The healthcare reform program signed into law six months ago by President Obama will have the broadest impact on the nation of any legislation since the Social Security Act, so employers should start now to prepare for the changes affecting them.
That was the message Fisher & Philips Partner Sheldon Blumling delivered to an audience of in-house counsel at the InsideCounsel/Fisher & Phillips National Labor Law Symposium Thursday in Chicago.
The complexity of the law makes that a significant challenge, he added, and many provisions remain to be clarified through regulation.
"We already have 1,000 pages of regulatory guidance," he said, "and by the time it's all said and done, there will be 10,000 pages of them."
One hundred pages of the issued regulations deal with what is required for employers to keep a "grandfathered plan," which is not subject to many of the requirements that will be imposed on new healthcare plans.
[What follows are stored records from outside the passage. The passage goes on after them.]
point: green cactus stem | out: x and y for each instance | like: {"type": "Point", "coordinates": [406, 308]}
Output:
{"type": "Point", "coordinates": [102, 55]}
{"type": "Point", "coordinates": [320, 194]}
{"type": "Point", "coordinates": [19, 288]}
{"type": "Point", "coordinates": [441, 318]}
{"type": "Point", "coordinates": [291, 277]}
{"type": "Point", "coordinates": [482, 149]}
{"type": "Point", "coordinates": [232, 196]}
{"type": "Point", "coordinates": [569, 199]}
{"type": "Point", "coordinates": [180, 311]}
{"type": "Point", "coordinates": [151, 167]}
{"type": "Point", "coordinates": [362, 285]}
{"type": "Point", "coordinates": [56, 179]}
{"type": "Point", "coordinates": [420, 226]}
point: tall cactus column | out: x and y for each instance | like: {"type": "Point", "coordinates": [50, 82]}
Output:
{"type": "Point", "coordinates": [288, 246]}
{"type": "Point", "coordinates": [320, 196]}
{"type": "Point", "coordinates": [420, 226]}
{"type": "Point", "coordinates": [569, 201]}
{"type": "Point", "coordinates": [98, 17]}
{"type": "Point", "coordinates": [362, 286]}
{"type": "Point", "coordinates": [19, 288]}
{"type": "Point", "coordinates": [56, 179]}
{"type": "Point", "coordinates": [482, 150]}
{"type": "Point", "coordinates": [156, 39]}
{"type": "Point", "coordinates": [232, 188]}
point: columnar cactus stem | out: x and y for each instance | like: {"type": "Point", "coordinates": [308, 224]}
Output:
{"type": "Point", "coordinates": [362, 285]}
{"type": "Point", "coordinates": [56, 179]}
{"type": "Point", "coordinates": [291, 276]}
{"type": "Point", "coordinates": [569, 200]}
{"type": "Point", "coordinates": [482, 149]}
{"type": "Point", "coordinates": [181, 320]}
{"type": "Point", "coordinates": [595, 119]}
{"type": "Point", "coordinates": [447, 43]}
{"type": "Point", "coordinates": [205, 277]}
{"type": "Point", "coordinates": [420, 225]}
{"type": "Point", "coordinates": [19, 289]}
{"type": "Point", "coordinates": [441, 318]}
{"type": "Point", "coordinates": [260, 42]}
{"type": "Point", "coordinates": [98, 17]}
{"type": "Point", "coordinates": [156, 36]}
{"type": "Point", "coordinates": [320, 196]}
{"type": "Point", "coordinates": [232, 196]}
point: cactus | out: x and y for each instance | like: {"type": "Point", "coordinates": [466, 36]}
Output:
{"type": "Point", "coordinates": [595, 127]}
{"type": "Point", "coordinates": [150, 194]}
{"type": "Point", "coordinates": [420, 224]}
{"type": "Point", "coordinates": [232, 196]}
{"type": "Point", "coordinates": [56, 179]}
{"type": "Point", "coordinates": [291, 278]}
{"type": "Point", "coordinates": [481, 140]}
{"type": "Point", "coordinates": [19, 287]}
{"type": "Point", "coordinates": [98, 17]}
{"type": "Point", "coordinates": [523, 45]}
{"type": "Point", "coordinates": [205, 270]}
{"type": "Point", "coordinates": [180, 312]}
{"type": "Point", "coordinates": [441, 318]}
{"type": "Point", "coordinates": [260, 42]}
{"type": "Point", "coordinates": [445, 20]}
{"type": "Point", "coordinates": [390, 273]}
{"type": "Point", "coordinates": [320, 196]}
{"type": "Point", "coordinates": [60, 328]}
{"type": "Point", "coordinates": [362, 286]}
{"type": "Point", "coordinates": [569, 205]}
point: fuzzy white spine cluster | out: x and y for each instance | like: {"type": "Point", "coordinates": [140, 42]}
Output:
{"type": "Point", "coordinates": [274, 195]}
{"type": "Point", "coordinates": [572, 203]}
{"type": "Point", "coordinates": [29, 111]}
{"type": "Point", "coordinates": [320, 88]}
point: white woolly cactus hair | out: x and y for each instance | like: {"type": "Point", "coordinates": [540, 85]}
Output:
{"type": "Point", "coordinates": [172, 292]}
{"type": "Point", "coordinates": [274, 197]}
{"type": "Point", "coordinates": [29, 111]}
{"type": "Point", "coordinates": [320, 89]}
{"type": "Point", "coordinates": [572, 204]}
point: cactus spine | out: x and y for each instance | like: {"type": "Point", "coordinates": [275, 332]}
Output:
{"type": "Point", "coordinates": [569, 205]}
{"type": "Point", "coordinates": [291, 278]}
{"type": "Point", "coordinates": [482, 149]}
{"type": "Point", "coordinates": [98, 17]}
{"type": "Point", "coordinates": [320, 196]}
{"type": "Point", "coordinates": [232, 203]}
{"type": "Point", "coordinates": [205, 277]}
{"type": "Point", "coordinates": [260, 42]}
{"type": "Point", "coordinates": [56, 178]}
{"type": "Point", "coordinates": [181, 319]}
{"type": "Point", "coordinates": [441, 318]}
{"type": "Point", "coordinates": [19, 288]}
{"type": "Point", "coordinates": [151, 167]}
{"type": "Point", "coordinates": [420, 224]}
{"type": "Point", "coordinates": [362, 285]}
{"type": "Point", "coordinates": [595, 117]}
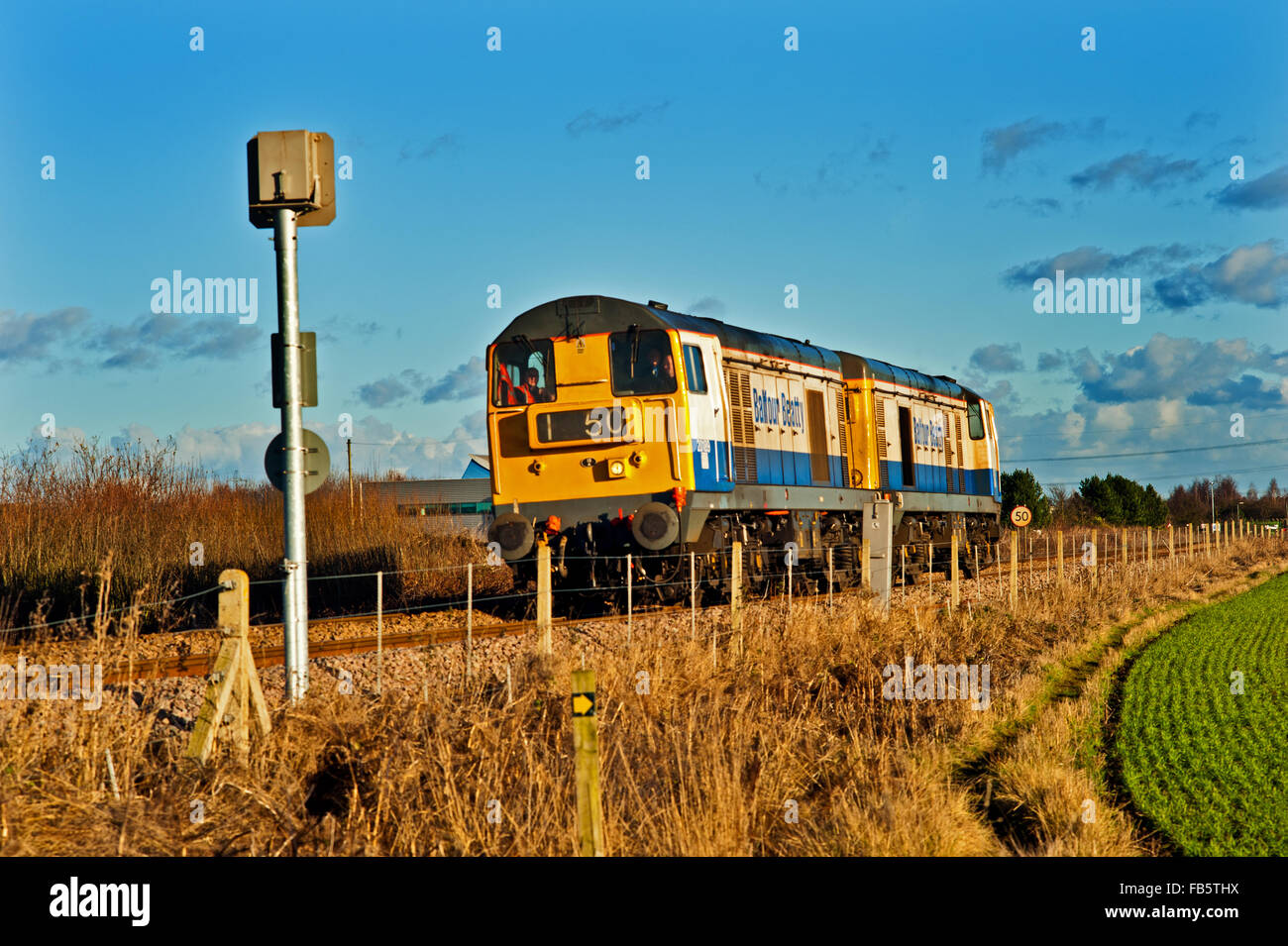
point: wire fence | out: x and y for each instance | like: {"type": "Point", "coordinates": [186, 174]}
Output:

For example, for new plans an employer cannot offer better benefits for executives or highly compensated employees than are available to other employees.
While many companies want to retain the ability to offer different levels of benefits to different groups, "Employers will see that it is very difficult to maintain a grandfathered plan," he said. For example, in order to be grandfathered, an employer can't change insurance carriers, and premiums for employees can't rise more than 5 percent.
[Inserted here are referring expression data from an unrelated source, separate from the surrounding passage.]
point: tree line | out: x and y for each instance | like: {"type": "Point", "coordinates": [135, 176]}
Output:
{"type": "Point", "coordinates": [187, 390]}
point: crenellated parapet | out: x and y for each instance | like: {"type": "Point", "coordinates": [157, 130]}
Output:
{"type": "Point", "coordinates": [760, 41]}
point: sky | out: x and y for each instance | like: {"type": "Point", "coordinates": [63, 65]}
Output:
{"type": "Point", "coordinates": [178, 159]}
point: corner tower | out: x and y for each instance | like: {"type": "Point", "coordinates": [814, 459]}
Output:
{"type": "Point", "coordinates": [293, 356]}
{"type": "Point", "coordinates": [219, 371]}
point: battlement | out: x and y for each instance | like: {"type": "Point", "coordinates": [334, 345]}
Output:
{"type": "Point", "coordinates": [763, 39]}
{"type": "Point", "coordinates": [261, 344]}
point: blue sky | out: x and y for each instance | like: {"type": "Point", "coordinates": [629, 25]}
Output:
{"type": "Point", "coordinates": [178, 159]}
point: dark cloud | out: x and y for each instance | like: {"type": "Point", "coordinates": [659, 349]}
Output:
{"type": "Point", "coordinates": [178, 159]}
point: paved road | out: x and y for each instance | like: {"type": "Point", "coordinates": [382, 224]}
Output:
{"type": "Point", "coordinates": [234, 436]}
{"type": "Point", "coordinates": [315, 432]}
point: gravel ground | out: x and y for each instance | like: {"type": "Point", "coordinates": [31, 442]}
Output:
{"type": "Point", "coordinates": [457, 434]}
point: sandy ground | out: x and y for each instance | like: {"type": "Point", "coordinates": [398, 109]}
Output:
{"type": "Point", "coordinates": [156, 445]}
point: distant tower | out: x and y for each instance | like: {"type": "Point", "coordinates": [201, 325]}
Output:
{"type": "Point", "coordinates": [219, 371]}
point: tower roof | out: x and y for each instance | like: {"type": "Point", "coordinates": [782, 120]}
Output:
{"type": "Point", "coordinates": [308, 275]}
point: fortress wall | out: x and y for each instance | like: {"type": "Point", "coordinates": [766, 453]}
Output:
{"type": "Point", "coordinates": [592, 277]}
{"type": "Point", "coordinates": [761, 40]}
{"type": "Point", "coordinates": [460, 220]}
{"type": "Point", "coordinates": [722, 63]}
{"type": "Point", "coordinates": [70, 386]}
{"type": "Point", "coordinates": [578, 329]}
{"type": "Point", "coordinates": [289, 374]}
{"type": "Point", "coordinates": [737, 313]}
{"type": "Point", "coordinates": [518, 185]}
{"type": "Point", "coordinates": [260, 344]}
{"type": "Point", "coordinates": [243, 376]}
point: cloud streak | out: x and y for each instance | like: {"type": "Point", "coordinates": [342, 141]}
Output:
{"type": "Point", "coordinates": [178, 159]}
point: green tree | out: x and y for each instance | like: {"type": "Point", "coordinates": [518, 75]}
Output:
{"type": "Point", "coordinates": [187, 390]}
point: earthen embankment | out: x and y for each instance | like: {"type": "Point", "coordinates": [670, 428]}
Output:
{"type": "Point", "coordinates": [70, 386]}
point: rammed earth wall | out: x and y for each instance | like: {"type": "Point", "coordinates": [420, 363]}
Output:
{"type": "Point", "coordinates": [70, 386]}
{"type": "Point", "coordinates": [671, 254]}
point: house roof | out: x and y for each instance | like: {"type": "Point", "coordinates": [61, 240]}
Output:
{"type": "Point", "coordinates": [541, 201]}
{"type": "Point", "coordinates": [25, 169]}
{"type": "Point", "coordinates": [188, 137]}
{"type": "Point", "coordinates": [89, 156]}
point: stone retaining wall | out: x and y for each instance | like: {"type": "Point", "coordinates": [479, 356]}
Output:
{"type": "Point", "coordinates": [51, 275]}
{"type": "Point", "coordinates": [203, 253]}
Starting in 2014, companies with more than 50 full time employees will face the "play or pay" provisions of the law- either provide adequate and affordable healthcare coverage, or pay a penalty of $2,000 per employee, excluding the first 30 employees.
"It's staggering to see how much it will cost, particularly if you currently don't have coverage for employees or have coverage but don't subsidize it," Blumling said. "If you haven't crunched the numbers, I encourage you to do so. You have a decision to make."